On this page

Llama 2: The Next Revolution in AI Language Models

Meta releases Llama 2, marking a significant leap toward better and safer LLMs. Read more to learn about all the exciting new developments.

Subscribe to the viso blog

Stay connected with viso.ai and receive new blog posts straight to your inbox.

Llama 2 is here – the latest pre-trained large language model (LLM) by Meta AI, succeeding Llama version 1. The model marks the next wave of generative models characterizing safety and ethical usage. Additionally, it leverages the broader artificial intelligence (AI) community by open-sourcing its model for research and commercial applications.

What is Llama 2?

Llama 2 is an open-source large language model (LLM) by Meta AI released in July 2023 with a pre-trained and fine-tuned version called Llama 2 Chat. The static model was trained between January 2023 and July 2023 on an offline dataset.

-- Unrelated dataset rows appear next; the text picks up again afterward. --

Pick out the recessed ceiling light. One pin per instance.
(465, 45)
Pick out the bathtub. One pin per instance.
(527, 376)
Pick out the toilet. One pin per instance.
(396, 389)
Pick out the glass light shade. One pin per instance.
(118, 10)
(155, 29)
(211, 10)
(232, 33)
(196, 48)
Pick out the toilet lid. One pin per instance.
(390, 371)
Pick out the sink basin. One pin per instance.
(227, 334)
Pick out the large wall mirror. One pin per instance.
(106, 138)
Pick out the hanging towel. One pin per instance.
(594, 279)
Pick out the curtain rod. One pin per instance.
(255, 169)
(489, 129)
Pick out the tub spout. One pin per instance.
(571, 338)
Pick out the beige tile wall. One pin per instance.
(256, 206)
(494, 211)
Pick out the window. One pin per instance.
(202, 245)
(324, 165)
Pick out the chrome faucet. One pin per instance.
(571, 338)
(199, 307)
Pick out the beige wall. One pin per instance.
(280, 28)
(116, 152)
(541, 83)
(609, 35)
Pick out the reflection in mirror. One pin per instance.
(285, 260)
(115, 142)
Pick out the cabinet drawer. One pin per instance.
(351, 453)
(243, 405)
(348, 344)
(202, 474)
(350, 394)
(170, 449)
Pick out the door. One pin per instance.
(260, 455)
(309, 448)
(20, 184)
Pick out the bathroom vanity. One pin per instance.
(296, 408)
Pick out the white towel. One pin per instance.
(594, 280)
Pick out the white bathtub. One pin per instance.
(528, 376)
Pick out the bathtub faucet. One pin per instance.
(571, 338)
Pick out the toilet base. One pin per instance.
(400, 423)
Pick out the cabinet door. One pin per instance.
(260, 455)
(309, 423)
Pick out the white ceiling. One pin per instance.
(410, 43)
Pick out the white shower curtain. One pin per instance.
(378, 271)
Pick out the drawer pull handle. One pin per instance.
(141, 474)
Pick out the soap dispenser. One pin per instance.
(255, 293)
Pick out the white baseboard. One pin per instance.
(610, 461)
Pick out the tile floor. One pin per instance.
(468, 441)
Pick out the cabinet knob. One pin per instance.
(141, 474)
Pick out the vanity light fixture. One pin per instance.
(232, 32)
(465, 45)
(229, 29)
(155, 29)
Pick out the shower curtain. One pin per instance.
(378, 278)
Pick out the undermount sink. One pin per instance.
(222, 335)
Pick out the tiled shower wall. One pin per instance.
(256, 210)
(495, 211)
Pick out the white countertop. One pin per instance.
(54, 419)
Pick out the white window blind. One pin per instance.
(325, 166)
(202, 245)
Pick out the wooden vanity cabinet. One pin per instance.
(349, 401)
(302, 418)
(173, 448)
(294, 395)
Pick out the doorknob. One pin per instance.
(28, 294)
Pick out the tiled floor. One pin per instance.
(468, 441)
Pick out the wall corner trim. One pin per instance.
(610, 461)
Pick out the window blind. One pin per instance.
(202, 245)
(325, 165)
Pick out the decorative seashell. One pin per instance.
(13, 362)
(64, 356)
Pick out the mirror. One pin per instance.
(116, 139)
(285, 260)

The model has three variants, each with 7 billion, 13 billion, and 70 billion parameters, respectively. The new Llama model offers various improvements over its predecessor, Llama 1. These include:

The ability to process 4096 tokens as opposed to 2048 in Llama 1.
Pre-training data consists of 2 trillion tokens compared to 1 trillion in the previous version.

Additionally, Llama 1’s largest variant was capped at 65 billion parameters, which has increased to 70 billion in Llama 2. These structural improvements increase the model’s robustness, allow it to remember longer sequences, and provide a more acceptable response to user queries.

Training Loss for all Llama 2 Models compared. – source: Official Llama 2 Paper

How Large Language Models (LLMS) work

Large Language Models (LLMs) are the powerhouses behind many of today’s generative AI applications, from chatbots to content creation tools. In general, LLMs are trained on vast amounts of text data to predict the next word in a sentence. Here is what you have to know about LLMs:

LLMs require training on massive datasets. Therefore, they are fed billions of words from books, articles, websites, social media (X, Facebook, Reddit), and more. Large language models learn language patterns, grammar, facts, and even writing styles from this diverse input.

Unlike simpler AI models, LLMs can try to understand the context of text by considering much larger context windows. meaning they don’t just look at a few words before and after but potentially entire paragraphs or documents. This allows them to generate more coherent and contextually appropriate responses.

To generate text with AI, LLMs leverage their training to predict the most likely next word given a sequence of words. This process is repeated word after word, allowing the model to compose entire paragraphs of coherent, contextually relevant text.

At their heart, LLMs use a type of neural network called Transformers. These networks are particularly good at handling sequential data like text. LLM models have mechanisms (‘attention’) that let the model focus on different parts of the input text when making predictions, mimicking how we pay attention to different words and phrases when we read or listen.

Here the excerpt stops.